# BMWCCA-SD Chapter Driving School (Buttonwillow) Sept 19-20



## jaramill (Feb 20, 2002)

Posted on behalf of Andre Pantic

*San Diego Chapter - High Performance Driving School and Club Race*

September 19th-20th (Sat, Sun)

Registration for the Driving School opened on July 15th. Signup online at MotorSportsRegistration.com. This will be a 2-day school at the Buttonwillow Raceway Park in Buttonwillow, CA.

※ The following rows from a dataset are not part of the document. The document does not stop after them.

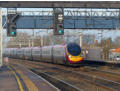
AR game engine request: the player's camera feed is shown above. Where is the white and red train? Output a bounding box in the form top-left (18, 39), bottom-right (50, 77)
top-left (3, 43), bottom-right (83, 65)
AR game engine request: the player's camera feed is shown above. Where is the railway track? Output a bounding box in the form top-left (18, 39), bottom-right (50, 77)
top-left (8, 58), bottom-right (120, 91)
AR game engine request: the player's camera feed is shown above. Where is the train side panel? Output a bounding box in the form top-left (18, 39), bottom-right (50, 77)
top-left (24, 48), bottom-right (32, 60)
top-left (53, 45), bottom-right (66, 64)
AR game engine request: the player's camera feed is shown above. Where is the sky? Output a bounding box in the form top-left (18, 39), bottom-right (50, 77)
top-left (2, 8), bottom-right (120, 40)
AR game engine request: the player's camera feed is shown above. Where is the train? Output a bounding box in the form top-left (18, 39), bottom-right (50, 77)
top-left (3, 43), bottom-right (83, 66)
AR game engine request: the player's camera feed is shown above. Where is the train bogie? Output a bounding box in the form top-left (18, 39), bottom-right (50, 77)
top-left (53, 45), bottom-right (66, 64)
top-left (4, 43), bottom-right (82, 65)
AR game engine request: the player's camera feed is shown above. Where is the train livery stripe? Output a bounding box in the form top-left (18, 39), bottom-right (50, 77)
top-left (8, 66), bottom-right (24, 91)
top-left (12, 66), bottom-right (39, 91)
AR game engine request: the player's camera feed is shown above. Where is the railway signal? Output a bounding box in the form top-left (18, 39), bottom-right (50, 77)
top-left (54, 8), bottom-right (64, 35)
top-left (7, 14), bottom-right (20, 37)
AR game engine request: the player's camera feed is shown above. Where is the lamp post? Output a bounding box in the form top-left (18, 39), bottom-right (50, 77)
top-left (80, 32), bottom-right (82, 47)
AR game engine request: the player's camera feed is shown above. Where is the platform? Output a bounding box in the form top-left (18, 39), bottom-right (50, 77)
top-left (0, 65), bottom-right (59, 91)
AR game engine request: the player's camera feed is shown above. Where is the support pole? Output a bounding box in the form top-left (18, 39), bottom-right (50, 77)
top-left (80, 32), bottom-right (82, 47)
top-left (0, 8), bottom-right (2, 67)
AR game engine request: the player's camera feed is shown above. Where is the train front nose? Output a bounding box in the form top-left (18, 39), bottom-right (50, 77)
top-left (67, 43), bottom-right (83, 63)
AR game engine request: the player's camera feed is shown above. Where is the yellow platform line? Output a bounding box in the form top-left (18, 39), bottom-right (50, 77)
top-left (12, 65), bottom-right (39, 91)
top-left (8, 66), bottom-right (24, 91)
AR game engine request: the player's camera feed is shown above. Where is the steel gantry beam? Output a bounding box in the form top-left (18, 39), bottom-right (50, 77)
top-left (0, 1), bottom-right (120, 8)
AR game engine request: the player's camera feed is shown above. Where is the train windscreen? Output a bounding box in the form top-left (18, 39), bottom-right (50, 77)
top-left (67, 43), bottom-right (81, 56)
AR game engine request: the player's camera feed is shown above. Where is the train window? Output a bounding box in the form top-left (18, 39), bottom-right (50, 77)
top-left (67, 43), bottom-right (81, 56)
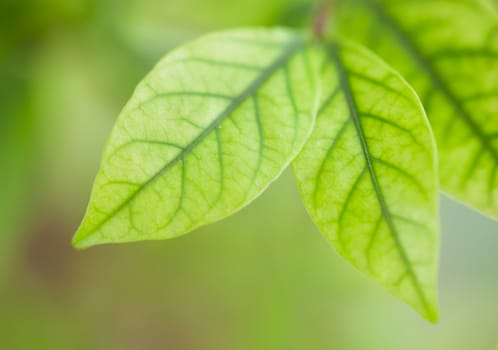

The cost for the school will be

*$449* if you sign up early or
*$499* if you sign up after September 12th
The fee includes:

8 driving sessions (25 minutes each, 4 sessions per day)
lunches
Saturday night banquet
a nifty hat
If you have any questions, contact Andre Pantic at [email protected]


----------



## westwest888 (Jun 12, 2005)

My registration was confirmed. Anyone else on this board going?


----------



## jaramill (Feb 20, 2002)

The other forums below:

Bimmerforums - Events - California section
Bimmerforums - Track, Auto-x, Drag Racing section
 have lots of people going. Bimmerfest forums doesn't get as much traffic but I posted here anyway.


----------



## The HACK (Dec 19, 2001)

westwest888 said:


> My registration was confirmed. Anyone else on this board going?


:eeps:


----------